Dr. Zavaleta graduated from Saint Joseph Academy in 1964 and entered Texas Southmost College, graduating and transferring to The University of Texas at Austin in 1966, where he completed a Ph.D. in Anthropology in 1976. Moving back to Brownsville in 1976, Dr. Zavaleta began teaching sociology and anthropology at Texas Southmost College and at Pan American University at Brownsville. Dr. Zavaleta became the first Dean of the College of Liberal Arts for UTB/TSC, and also served as the Dean of the College of Mathematics and Science and Technology. He next served as Vice President for Partnership Affairs, where he coordinated all of the work between the TSC Board and UTB, and then became the Vice President for External Affairs, which included governmental relations and all external programs such as Workforce Training and Continuing Education.
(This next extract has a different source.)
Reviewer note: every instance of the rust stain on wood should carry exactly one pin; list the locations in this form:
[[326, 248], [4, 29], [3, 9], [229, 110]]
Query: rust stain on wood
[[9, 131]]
Dr. Zavaleta served as Interim Provost, the chief operating officer of UTB/TSC, and then as the Associate Provost and Vice President for Academic Affairs. In 2011 he retired from the administration to return to full-time teaching. Dr. Zavaleta retired in May 2016 after 40 years of service.

Dr. Zavaleta is regarded as one of the top experts on the US-Mexico Border, and frequently speaks throughout Mexico and the U.S. Dr. Zavaleta was appointed to two Federal commissions by Presidents Reagan and Obama, and he served two terms on the Brownsville City Commission, followed by a term on the City of Brownsville Civil Service Commission.